The rapid insertion of DOGE employees into the system is raising alarm bells for privacy and security advocates.
“The government has also repeatedly failed to articulate a clear purpose for the unprecedented access it seeks to deeply sensitive information, and why the data it wants access to is necessary for that purpose,” said Kristin Woelfel, a lawyer with the nonprofit Center for Democracy and Technology. “If the government cannot answer those questions, then DOGE has no business accessing that data.”
“Part of what is unnerving and is scary both to companies whose data is involved and also Americans whose most sensitive financial information is at risk, is that we don’t know what they’re doing,” former CFPB chief technologist Erie Meyer previously told NPR.
Anne Weismann, a George Washington University Law School professor who focuses on government accountability and transparency, said DOGE and its employees have control over a “staggering” amount of data about Americans.
“It’s so ironic because Trump supporters are so worried about ‘Big Brother’ and government, and they are allowing this entity to amass that data,” Weismann said. “I mean, I don’t think there’s another entity in the federal government that collectively has access to that kind of data.”
Weismann is also outside counsel for the nonprofit Project On Government Oversight, which is suing DOGE over access to records about how it operates.

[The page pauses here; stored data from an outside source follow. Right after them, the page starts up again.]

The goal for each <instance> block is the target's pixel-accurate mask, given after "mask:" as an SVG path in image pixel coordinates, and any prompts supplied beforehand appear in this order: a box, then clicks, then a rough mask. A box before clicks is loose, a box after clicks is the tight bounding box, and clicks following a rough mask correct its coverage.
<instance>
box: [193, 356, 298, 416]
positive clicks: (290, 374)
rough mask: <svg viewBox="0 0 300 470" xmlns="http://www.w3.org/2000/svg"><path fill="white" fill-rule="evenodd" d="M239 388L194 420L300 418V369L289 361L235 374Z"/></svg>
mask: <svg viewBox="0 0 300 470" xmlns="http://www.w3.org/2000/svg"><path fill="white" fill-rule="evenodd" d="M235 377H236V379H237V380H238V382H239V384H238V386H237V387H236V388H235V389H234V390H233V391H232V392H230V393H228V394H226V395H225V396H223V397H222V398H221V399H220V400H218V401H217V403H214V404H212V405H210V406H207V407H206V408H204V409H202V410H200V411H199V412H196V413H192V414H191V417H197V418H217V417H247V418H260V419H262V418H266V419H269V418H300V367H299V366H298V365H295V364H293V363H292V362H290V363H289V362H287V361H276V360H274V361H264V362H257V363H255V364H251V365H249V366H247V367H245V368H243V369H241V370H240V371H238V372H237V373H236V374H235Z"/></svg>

Last week, Trump signed an executive action that appears to continue to push agencies toward “eliminating information silos” and sharing more sensitive data across federal agencies, including ensuring that the government has “unfettered access to all unemployment data and related payment records.”
It encourages federal agency leaders to find ways to rescind existing regulations and guidance about information sharing within and between agencies — with no mention of privacy or data security.